Casamento no Uruguai
De repente, sem ensaio, sem nada, a criançada saiu da sala, passou pela copa e, da cozinha, começou a atirar os discos pela janela do terreiro, gargalhando de felicidade ao ver os discos se quebrarem contra o velho abacateiro do quintal. Nisso aí, democraticamente, discos de cantores e orquestras como Pedro Raimundo, Marion, Beniamino Gigli, Mário Lanza, Luiz Gonzaga, Ray Coniff, Românticos de Cuba e outros encontravam o mesmo fim: viravam cacos ao pé do abacateiro.
Esse abacateiro, ponto inocente de choque, pouco tempo depois, foi punido, sem aviso prévio, sem direito a defesa, tempos de ditadura. Cortaram-lhe o tronco, separaram-lhe alguns galhos, mas por algumas semanas, até se completar seu desmantelamento, a estrutura restante serviu para a meninada viajar de navio pelo mundo. Antes de virar lenha serviu à fértil imaginação da criançada. Pode-se dizer que teve um nobre final.
A febre de destruição na casa, porém, era uma anarquia consentida. Sem qualquer oposição dos adultos, as crianças leram a mensagem subliminar: os discos 78 eram o passado. Na sala de visitas reformada, tacos raspados e cuidadosamente encerados, os pais se deliciavam com a eletrola nova. Era de pau-marfim, comprada na loja do Marcondes Machado. Passavam o sábado escutando as coleções de "long-playing", os famosos " lps" trazidos pelo correio, acondicionados em caixas delicadas, cheirando a novo. Estava se iniciando em Pitangui a hegemonia dos discos de 33 e 45 rotações, hegemonia que iria durar até a chegada dos cds, nos anos 90. Era o sinal dado para que os pesados discos de 78 rotações, fabricados com cera de carnaúba, fossem sacrificados para sempre.
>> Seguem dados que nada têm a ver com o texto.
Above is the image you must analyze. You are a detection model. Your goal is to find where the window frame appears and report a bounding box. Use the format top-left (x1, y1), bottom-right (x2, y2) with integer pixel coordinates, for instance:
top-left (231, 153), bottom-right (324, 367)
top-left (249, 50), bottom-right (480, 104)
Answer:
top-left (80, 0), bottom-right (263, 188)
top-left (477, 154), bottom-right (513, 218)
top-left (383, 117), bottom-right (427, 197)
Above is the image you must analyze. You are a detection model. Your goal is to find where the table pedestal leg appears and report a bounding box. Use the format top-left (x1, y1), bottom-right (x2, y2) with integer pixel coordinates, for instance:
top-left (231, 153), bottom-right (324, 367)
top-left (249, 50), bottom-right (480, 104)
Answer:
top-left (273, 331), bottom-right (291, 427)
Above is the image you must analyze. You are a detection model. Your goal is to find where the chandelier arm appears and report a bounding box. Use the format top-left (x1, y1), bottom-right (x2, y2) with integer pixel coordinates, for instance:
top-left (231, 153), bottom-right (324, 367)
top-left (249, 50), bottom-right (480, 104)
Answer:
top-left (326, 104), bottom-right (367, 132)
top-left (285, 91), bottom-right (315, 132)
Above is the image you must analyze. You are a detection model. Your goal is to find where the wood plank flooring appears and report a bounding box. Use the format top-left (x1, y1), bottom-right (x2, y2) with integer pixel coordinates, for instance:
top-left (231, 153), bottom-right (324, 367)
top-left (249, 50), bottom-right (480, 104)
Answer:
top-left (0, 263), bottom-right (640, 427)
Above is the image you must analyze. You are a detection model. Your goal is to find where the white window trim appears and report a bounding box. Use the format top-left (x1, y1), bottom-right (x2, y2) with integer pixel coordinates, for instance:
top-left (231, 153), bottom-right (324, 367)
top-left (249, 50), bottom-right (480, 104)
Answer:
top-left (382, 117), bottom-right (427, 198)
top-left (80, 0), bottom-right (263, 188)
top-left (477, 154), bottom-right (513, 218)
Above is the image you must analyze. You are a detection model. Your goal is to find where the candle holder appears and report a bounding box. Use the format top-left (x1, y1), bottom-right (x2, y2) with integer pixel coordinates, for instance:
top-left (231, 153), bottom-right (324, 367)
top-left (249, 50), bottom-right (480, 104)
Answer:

Um dos meninos, no entanto, ficou triste. Havia um disco de um amigo de seu pai que também tinha entrado naquela dança maluca. Um disco de um pitanguiense, conhecido da família, dado de presente, com dedicatória e tudo. Foi um descuido paterno, evidentemente. Tinha que estar separado dos outros. Mas não estava, jaziam nos pés do abacateiro os seus cacos irrecuperáveis. O pai ia se zangar de verdade, porque era o disco do Patesko. Chamava-se " Casamento no Uruguai", marchinha avançadinha para os meios conservadores de Pitangui na época. Mas fazia sucesso no carnaval.
De boa memória, o menino reconstruiu, pelo menos, a letra, já que os caquinhos não serviam para nada:
"Tenho mulher sou até pai
Mas pego outra e vou casar lá no Uruguai.
Eu quero ser igual sultão,
Juntar mulher como se junta tostão.
Quero mulher grande ou pequena
Seja rica ou seja pobre, seja loura ou morena
Mas ai! Há um perigo:
Em cada mulher nova sogra eu consigo."
O disco se espatifou, desapareceu, mas o menino reconstruiu a letra da música do amigo de seu pai. Quem sabe, um dia, vai encontrar, de novo aquele 78 rotações voltando do passado.
(Homenagem a Patesko, José Nunes de Oliveira, um dos maiores compositores de Minas Gerais)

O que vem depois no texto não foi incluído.